Unraveling the Cash-Out Refinance Process

Transforming your home’s equity into cash may require a bit more effort than a standard refinance. Here’s a step-by-step guide to navigating a cash-out refinance:

 

  1. Evaluate Your Financial Capacity: Since a cash-out refinance involves a larger loan amount than what you currently owe, lenders will scrutinize your income, assets, and credit score to ensure you can handle the new monthly payments. While a cash-out refi often results in a higher monthly payment, you could end up with lower mortgage payments if interest rates have significantly dipped since your original loan.

  2. Determine Your Home’s Worth: A home appraisal is typically required to ascertain your home’s value. This process involves a real estate appraiser comparing your home to recently sold homes in your area with similar features. However, starting April 15, 2023, alternatives to traditional appraisals are available:


    • Value Acceptance: Formerly known as an “appraisal waiver,” this option allows the lender-provided home value to be accepted without the need for an appraisal.
    • Value Acceptance Plus Property Data: This approach eliminates the need for an appraiser, relying instead on property data collected by a trained professional.
    • Hybrid Appraisal: This method combines the expertise of an appraiser and a property-data collector for property valuation.
  3. Calculate Your Borrowing Limit: Lenders commonly permit you to borrow up to 80% of your home’s value, also known as your maximum loan-to-value (LTV) ratio. However, eligible military borrowers may be able to access up to 90% of their home’s value with a VA cash-out refi.

  4. Choose the Right Lender: Comparing rates from multiple lenders can save you a significant amount over time. Our list of top mortgage refinance companies includes several lenders offering cash-out refinances.

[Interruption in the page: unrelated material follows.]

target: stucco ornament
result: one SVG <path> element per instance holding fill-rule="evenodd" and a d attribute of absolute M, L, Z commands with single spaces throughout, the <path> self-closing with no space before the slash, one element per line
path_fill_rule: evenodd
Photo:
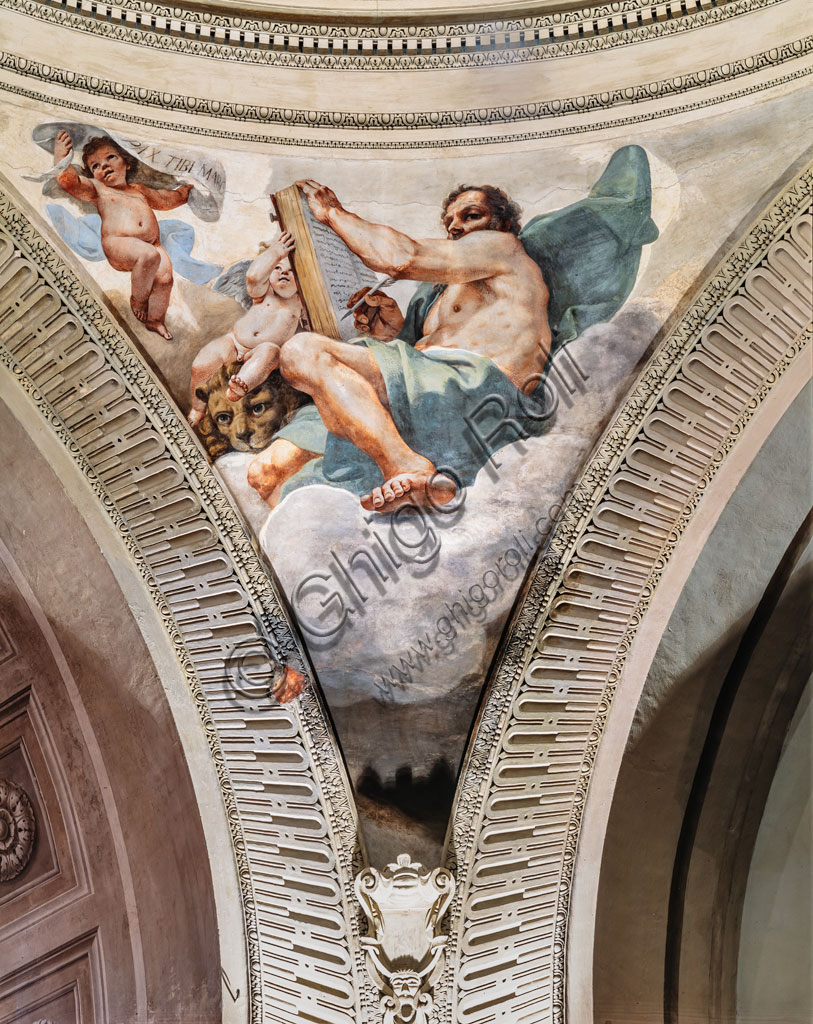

  5. Estimate Your Cash-Out Amount: The lender will finalize your cash-out amount by subtracting your current mortgage balance and any closing costs from the total loan amount.

Cash-Out Refinance Requirements

If you have enough equity to qualify for a cash-out refinance (generally at least 20%), you’ll also need to meet the cash-out refinance requirements for income, credit, and assets set by each program. Here are some general guidelines:

 

  • Minimum Credit Score: Conventional loans require a minimum credit score of 620 for cash-out refinances. However, some lenders may set a higher credit score requirement. If your score is below the threshold, consider an FHA loan, which has more lenient credit requirements.

  • Maximum Debt-to-Income (DTI) Ratio: Your DTI ratio, calculated by dividing your total monthly debt by your pre-tax income, is crucial when borrowing more than you currently owe. The Consumer Financial Protection Bureau (CFPB) advises a maximum 43% DTI ratio, but exceptions may be made for high credit scores or substantial savings.

  • Occupancy: While most borrowers use their primary residence for a cash-out refinance, conventional loans also allow you to borrow against the equity in an investment property or second home. Be prepared for potentially higher interest rates and lower LTV ratio maximums.

  • Number of Units: Single-family homes usually yield the most cash out, with lower LTV limits applicable to multi-unit homes. The qualifying requirements vary depending on the loan type and whether you’re using a single-family primary residence for the cash-out refinance.